Merci pour vos reviews. Continuez à m’en laisser si vous voulez la suite,lol. Je suis cruelle, je sais.

 

Passé à oublier

 

 

 

    Léhonora avait refusé les haltes, elle allait droit devant, déterminée à fuir loin de cette citée. Des larmes coulèrent sur ses joues, larmes de colère et de chagrin. Elle venait de perdre sa famille, abandonnée son unique fils et plus encore, elle avait fait couler son propre sang. Aucun de ses compagnons ne tenta de l’arrêter, voulant, eux aussi, s’éloigner le plus rapidement possible. Mais devaient-ils la prier de se stopper une heure ou deux afin de faire souffler les chevaux ? Gryoth fit accélérer sa monture afin d’être à la hauteur de son amie et vit ses larmes.

  - Faisons souffler les chevaux. Ils ne tiendront pas à cette allure.

    Léhonora se contenta de hocher la tête et les dirigea vers la lisière de la forêt. Le jour allait bientôt se lever mais elle savait que les siens ne partiront pas à leur recherche. Il fallait qu’elle fasse définitivement un trait sur son passé. Durant sa captivité, elle avait toujours espéré pouvoir revoir sa famille, être de nouveau réunit mais cela n’avait été qu’un rêve. Son passé n’existait que dans sa mémoire et elle devait l’oublier sinon, elle ne cessera jamais de souffrir.

    Elle sécha ses larmes du revers de la main, stoppa Silmanarë et regarda ses compagnons.

  - Nous passerons par le Rohan. Je sais par mon cousin Meneldil que le Seigneur d’Angmar le dirige pour Sauron.

  - Tu sais qu’il ne t’a jamais porté dans son cœur, étant donné qu’il n’en a pas, et il ne t’aidera pas, au contraire, il jugera que tu as trahis le Seigneur des Ténèbres.

  - Nous n’avons pas d’autre choix. Nous n’avons ni eau ni nourriture, nous ne parviendrons jamais jusqu’au Gondor sans son aide.

    Gryoth voulu répliquer mais elle avait apprit à ne jamais le faire, surtout face à elle. Une fois que Léhonora était décidée, même la puissance des Valar ne pourraient pas la dissuader. Ils s’arrêtèrent à la lisière de la forêt. Comment parviendront-ils à rejoindre Edoras sans vivres ? Léhonora laissa ses compagnons dormirent pendant qu’elle tentait de trouver une solution.

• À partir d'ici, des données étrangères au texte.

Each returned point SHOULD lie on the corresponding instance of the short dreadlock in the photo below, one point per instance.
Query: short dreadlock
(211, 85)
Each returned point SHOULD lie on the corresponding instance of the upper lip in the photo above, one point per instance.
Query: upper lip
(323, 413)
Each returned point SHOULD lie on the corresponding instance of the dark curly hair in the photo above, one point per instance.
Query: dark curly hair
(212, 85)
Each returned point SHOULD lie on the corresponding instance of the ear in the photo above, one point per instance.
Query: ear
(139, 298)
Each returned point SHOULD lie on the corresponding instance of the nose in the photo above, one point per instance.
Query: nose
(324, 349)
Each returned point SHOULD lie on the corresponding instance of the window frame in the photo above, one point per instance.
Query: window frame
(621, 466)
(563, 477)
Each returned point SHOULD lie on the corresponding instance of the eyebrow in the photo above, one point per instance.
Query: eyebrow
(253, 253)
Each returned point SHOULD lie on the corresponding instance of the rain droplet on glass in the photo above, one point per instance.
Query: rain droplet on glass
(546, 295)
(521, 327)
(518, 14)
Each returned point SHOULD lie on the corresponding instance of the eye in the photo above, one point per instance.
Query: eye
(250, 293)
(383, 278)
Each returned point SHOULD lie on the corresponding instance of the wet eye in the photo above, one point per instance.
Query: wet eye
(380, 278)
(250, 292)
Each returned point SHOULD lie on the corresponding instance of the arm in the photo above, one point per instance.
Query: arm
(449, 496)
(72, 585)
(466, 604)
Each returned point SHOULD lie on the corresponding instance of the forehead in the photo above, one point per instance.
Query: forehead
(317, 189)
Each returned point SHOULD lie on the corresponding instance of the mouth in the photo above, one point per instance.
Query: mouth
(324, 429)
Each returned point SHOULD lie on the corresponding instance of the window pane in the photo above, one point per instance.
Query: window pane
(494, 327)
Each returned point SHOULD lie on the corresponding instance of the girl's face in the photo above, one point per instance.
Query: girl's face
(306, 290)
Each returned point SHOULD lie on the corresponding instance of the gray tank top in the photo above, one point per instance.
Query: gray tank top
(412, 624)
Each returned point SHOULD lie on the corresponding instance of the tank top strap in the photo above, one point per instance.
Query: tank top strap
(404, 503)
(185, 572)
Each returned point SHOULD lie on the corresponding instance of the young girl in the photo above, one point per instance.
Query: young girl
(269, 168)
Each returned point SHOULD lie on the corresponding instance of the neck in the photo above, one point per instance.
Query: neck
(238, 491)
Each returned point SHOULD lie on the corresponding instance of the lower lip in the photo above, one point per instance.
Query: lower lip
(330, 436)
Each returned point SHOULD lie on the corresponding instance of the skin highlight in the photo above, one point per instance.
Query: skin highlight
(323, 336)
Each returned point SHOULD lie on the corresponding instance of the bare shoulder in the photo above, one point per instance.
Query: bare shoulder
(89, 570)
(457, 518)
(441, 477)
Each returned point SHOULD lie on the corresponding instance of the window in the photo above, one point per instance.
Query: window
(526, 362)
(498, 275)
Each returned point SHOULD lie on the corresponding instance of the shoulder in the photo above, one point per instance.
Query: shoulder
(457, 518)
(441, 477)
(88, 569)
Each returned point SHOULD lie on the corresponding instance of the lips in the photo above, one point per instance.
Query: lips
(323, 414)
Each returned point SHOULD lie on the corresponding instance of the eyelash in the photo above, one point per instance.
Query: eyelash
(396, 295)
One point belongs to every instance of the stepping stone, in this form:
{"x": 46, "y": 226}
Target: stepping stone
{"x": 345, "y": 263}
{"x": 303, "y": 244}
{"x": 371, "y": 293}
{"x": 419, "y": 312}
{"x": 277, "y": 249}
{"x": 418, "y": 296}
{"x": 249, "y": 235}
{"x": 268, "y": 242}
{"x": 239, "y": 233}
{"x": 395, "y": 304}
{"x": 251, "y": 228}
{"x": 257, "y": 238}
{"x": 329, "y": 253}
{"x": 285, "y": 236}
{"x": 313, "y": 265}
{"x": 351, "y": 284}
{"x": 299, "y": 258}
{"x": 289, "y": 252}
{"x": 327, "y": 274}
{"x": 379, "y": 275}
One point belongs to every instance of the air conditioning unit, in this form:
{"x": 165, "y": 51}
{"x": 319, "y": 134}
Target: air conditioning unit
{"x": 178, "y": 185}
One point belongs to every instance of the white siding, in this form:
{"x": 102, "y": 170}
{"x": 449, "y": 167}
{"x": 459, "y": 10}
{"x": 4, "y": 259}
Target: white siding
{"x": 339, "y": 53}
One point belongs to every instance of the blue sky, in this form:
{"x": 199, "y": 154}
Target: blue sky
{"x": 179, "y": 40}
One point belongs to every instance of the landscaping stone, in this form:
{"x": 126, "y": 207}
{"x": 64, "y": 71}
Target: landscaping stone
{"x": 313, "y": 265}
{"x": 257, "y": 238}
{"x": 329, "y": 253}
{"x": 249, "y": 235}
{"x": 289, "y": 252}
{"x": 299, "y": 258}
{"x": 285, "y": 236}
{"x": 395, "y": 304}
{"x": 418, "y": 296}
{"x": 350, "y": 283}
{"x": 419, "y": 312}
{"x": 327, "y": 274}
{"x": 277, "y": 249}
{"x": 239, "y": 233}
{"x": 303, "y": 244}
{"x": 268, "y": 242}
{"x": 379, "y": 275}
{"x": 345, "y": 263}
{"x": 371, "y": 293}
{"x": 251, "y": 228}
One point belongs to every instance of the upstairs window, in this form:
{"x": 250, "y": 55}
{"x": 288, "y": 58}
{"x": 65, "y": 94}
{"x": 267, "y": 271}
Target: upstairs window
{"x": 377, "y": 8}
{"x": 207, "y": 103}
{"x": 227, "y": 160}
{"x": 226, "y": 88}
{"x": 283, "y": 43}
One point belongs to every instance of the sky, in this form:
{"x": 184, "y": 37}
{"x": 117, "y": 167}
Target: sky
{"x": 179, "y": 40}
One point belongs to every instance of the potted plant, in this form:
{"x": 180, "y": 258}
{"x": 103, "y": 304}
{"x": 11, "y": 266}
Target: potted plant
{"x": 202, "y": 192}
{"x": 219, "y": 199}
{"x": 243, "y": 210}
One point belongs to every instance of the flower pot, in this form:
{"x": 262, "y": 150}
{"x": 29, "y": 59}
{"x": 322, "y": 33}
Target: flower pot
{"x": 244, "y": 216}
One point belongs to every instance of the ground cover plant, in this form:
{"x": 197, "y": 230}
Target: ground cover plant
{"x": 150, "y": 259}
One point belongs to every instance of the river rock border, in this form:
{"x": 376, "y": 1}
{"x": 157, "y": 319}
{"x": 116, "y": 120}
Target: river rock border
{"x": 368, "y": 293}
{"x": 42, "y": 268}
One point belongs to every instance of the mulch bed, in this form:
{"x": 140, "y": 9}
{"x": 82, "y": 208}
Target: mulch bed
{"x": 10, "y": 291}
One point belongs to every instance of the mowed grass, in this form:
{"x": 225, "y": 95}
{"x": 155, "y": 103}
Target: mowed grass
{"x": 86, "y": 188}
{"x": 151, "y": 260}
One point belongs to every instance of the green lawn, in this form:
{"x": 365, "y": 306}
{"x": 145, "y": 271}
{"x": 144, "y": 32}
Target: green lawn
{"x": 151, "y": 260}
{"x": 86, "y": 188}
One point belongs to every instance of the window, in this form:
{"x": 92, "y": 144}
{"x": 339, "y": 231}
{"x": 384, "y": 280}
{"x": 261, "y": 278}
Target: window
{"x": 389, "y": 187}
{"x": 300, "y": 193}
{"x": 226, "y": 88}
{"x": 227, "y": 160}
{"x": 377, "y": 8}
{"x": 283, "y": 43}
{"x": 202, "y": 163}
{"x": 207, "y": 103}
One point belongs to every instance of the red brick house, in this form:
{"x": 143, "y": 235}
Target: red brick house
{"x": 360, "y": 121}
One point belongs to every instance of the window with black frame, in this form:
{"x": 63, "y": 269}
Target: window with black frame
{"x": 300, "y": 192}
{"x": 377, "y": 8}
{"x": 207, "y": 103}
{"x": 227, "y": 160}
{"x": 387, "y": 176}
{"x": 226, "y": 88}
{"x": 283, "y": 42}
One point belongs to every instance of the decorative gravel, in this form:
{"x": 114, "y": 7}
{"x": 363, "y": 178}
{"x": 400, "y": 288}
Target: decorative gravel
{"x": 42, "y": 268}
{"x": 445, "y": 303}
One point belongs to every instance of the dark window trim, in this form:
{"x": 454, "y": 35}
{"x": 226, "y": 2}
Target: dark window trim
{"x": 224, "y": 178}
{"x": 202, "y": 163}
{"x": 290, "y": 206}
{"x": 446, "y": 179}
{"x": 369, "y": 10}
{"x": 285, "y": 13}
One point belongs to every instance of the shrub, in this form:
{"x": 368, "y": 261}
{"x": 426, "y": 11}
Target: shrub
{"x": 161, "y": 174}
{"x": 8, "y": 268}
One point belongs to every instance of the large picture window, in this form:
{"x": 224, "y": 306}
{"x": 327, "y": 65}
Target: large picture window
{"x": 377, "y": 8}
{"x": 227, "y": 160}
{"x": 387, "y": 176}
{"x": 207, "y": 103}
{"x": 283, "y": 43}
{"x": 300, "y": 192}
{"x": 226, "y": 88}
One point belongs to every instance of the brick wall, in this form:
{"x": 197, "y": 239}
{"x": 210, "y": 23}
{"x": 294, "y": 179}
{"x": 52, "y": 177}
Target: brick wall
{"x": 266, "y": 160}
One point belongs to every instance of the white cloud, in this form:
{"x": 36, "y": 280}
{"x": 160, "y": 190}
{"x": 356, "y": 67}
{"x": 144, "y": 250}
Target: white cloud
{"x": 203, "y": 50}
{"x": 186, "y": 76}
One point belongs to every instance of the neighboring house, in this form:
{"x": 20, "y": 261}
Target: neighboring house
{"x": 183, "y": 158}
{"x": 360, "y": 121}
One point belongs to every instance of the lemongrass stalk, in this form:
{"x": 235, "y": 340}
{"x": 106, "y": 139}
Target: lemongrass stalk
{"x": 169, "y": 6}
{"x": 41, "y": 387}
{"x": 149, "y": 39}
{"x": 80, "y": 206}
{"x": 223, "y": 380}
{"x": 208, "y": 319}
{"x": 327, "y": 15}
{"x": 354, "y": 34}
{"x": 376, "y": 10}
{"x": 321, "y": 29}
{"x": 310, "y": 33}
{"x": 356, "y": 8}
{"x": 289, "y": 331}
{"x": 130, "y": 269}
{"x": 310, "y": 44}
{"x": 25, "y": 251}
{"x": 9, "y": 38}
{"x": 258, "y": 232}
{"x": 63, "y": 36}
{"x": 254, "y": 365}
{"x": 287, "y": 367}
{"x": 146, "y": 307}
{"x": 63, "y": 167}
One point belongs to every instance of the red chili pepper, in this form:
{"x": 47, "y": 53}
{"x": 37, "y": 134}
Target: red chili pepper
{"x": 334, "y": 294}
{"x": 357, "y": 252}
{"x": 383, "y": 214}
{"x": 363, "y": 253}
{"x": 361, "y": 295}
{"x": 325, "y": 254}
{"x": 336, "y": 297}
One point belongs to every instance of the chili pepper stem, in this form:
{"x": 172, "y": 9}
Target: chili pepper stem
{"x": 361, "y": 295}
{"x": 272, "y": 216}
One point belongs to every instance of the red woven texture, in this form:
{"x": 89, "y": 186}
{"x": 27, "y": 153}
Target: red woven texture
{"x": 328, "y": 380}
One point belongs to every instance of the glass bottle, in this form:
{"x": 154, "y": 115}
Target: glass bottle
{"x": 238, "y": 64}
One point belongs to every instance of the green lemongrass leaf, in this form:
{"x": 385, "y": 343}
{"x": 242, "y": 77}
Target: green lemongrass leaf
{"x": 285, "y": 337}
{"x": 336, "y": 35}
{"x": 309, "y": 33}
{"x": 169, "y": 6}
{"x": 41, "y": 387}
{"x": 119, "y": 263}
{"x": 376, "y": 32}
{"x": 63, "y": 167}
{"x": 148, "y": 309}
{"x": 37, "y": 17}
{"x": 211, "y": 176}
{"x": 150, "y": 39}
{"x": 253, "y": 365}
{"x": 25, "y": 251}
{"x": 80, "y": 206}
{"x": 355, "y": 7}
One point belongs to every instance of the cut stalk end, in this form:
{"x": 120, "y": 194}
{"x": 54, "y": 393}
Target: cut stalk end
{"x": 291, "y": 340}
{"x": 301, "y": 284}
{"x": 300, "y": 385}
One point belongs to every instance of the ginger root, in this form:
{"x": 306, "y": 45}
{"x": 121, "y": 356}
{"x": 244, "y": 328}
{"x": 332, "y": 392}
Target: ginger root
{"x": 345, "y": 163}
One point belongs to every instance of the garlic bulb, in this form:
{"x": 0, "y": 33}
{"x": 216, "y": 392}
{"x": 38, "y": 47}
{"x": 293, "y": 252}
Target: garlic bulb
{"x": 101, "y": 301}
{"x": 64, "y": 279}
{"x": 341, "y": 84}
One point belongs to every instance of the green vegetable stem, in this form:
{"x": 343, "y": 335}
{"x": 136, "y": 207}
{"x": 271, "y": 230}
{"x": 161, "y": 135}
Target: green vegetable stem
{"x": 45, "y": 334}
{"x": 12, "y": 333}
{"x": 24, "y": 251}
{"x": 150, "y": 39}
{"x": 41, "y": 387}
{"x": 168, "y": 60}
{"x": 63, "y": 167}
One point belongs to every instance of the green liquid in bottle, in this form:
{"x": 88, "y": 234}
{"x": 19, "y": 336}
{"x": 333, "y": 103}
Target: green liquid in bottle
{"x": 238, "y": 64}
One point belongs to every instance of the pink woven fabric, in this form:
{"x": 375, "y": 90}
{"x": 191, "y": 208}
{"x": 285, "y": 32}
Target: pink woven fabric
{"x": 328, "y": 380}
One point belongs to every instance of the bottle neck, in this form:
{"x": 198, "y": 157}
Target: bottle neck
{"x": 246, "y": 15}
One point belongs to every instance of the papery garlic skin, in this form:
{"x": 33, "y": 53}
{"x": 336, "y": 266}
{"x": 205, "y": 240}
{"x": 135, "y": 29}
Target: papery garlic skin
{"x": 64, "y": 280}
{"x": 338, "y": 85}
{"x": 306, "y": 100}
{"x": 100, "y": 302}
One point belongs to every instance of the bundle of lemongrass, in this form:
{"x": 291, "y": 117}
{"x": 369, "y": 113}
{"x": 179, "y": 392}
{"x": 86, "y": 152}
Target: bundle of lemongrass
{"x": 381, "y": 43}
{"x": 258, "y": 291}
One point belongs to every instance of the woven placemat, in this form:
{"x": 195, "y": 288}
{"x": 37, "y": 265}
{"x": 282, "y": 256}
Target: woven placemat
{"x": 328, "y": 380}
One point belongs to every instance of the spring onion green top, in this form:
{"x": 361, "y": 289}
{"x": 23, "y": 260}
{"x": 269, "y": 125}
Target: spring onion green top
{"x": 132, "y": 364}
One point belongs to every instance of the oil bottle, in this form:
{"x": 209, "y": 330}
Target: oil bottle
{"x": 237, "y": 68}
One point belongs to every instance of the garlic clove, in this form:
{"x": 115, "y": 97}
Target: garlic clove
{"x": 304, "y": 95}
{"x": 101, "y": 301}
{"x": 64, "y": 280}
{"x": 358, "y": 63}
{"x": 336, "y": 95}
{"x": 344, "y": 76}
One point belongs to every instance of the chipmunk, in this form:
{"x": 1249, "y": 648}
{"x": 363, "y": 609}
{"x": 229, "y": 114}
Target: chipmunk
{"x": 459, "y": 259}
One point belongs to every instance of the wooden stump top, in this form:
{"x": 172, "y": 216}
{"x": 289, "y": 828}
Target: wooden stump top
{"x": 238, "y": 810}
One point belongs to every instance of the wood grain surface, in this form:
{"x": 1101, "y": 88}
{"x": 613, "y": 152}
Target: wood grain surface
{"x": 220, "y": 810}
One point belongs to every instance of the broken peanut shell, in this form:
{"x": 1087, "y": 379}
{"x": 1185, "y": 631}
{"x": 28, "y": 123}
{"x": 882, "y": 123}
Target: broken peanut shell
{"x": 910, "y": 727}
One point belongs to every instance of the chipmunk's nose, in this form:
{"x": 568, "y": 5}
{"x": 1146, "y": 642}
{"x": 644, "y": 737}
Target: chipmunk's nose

    Au réveil de ses compagnons, elle s’empressa de se préparer au départ et les mena à grande allure. Edoras était à une semaine s’ils continuaient à avancer ainsi. De plus, maintenant que le royaume était sous l’emprise de Sauron, ils pouvaient voyagé sur les routes les plus directes tout en prenant garde de ne pas croiser les Dùnedain. Léhonora ne se sentait pas totalement libre, elle ignorait la réaction de Sauron à son retour et cela l’effrayait un peu.

    Un peu plus tard dans la journée, elle se sentit suivit mais elle n’en avait pas fait part à ses compagnons. Il ne s’agissait pas des Dùnedain ou des Elfes d’Imladris. Elle se montrait prudente, cependant, l’homme d’Harad comprit que quelque chose n’allait pas.

  - Vous êtes tracassée Dame Léhonora.

    Elle se tourna vers lui et répondit dans le Parler Noir :

  - Nous sommes suivis.

    Il regarda discrètement autour d’eux. Léhonora remerciait son amie de lui avoir enseigné le Parler Noir, de cette façon, leurs ennemis ne pouvaient pas savoir ce qu’ils disaient. La Princesse commença à mal supporter cette sensation d’être épiée et décida d’agir.

    Elle s’enfonça dans la forêt en quittant la route sous la surprise de ses compagnons. Que préparait-elle ? Ils ne la questionnèrent pas car ils comprirent qu’elle n’était pas d’humeur à répondre. Elle se stoppa, observa les alentours et s’écria :

  - J’ignore qui vous êtes mais montrez-vous ! Ma patience a des limites et je ne supporterai pas plus longtemps votre regard posé sur moi et mes amis.

    Dès lors, un rire sortit des buissons, un rire de femme.

  - Est-ce ainsi que tu parles à ta cousine ? demanda-t-elle dans la langue des Elfes.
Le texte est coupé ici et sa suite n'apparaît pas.